The STRUCTURE results in our earlier report¹³ identified nine optimal clusters in a dataset of 139 population samples analyzing only the 55 Kidd AISNPs. This previous pattern is very similar to the population clustering seen in Fig. 1 for K = 10 based on the full 170 AISNPs. The 81 population samples studied here were all present in that 139 population dataset. At K = 10 the 170-SNP dataset gives a new result compared to earlier analyses. The populations from Sub-Saharan Africa now display partial membership to two different clusters in the current study instead of a single African cluster. Specifically, the two Pygmy populations are in a distinct cluster and that cluster averages 13.9% of the “ancestry” for the other sub-Saharan populations. We note that our African American sample is grouped with the sub-Saharan populations because it shows evidence of only small amounts of European admixture. Other samples of African Americans may well show significantly more admixture. The two Northeast African samples, Ethiopians and Somali, have an intermediate pattern with partial assignment to the two Sub-Saharan clusters and to the North African cluster.

Other than this new “Pygmy” cluster, the other clusters are easy to see in Fig. 1 as distinct colors at K = 10. The interesting aspects are the transitions from a population primarily in one cluster to another population primarily in a different cluster.

The first transition in Fig. 1 is from Sub-Saharan Africa to NE Africa. Both the Ethiopian Jews and the Somali population are small and not sufficiently unique to be clusters on their own. Consequently, they are apportioned by STRUCTURE to genetically “adjacent” populations. In the PCA results (Fig. 2) these two populations are graphically intermediate. Given that this Somali sample comes from workers collected in Pakistan, the partial apportioning to the South Asian cluster is not surprising and may indeed represent some admixture.
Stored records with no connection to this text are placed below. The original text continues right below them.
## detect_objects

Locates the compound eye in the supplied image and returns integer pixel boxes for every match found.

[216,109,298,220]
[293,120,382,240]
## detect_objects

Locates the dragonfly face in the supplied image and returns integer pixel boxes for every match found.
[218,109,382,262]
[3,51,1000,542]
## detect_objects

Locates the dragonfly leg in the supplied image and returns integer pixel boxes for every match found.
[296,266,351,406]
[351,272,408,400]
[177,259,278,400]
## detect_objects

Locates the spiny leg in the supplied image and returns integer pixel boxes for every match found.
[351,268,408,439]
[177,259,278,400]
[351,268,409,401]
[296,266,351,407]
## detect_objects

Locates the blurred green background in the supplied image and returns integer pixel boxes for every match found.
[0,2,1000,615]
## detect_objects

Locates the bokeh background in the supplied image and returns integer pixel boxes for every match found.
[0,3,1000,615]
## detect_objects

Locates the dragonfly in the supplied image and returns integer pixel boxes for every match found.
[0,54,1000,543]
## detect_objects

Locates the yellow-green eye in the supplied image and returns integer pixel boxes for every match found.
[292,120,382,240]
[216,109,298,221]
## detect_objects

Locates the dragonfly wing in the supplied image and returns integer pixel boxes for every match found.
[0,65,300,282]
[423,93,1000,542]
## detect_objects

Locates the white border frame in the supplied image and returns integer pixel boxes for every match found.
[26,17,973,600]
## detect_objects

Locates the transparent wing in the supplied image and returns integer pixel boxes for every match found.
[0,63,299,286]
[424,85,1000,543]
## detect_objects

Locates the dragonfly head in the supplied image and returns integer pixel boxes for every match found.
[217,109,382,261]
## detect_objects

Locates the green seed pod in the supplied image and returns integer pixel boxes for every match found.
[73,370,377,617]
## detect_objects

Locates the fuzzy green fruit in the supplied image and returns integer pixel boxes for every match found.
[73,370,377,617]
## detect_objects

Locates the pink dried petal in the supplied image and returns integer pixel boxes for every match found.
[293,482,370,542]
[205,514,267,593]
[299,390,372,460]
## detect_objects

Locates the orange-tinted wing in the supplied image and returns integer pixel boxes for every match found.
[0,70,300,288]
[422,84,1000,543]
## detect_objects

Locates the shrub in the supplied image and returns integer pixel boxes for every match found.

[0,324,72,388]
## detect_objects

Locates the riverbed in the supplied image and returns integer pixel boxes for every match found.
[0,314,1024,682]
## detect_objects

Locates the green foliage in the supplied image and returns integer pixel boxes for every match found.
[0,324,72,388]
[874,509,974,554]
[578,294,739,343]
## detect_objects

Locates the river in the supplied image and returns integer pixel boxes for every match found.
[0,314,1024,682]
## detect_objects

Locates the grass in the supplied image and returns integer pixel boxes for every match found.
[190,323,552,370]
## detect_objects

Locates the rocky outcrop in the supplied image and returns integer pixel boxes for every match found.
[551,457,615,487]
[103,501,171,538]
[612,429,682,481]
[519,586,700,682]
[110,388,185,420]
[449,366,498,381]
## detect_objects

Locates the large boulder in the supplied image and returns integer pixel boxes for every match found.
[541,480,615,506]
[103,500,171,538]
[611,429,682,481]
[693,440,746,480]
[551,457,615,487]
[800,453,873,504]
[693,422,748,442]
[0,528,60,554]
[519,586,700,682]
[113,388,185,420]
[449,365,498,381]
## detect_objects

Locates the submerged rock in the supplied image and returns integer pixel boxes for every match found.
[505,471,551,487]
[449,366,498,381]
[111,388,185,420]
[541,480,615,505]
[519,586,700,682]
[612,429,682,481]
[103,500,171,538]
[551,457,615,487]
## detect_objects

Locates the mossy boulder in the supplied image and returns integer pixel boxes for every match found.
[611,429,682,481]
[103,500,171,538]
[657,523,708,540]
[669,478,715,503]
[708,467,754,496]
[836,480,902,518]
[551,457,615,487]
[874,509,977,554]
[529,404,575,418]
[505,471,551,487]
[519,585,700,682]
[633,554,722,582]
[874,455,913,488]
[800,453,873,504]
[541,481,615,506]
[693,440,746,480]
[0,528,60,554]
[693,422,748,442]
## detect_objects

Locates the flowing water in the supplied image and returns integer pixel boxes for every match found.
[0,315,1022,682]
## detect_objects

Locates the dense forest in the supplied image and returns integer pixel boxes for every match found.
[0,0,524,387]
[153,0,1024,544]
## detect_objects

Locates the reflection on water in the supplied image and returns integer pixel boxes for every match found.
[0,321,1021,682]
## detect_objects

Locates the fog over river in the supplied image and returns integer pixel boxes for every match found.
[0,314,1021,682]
The next transitions are from North Africa to Southwest Asia then to Southern Europe and finally to Northern Europe. Three populations show clustering into both the North African and SW Asia population clusters (Yemenite Jews, Kuwaiti, and Palestinians). Then a relatively clean cluster visually (i.e. most individuals have a high membership in the same cluster) appears with the Druze and Samaritans from SW Asia. Sardinians, Roman Jews, and Turkish Cypriots then represent a transition to Southern Europe. The Southern Europeans display partial assignment to the cluster that is essentially a Northern Europe cluster. The Hungarians through the Komi Zyriane form a clear visual cluster for Northern Europe. While the visually clinal pattern from Southwest Asia to Northeast Europe can be seen at K = 10, the clinal pattern is completely obvious at K = 12. When additional Southwest Asia populations have been evaluated, albeit for only the 55 Kidd subset of the 170 SNPs¹⁴, a more refined and visually clinal picture is seen within SW Asia. Whatever the more detailed pattern of genetic variation in Europe and Southwest Asia, the pattern for these populations with these loci is one of disproportionate assignment of individuals to two (or three) clusters comparing Southwest Asia and Southern Europe with Northwest and Northern Europe summarized in the population averages shown graphically (Figs. S2 and S3). Indeed, a clinal pattern of genetic variation in this region is supported by many other analyses^20,21.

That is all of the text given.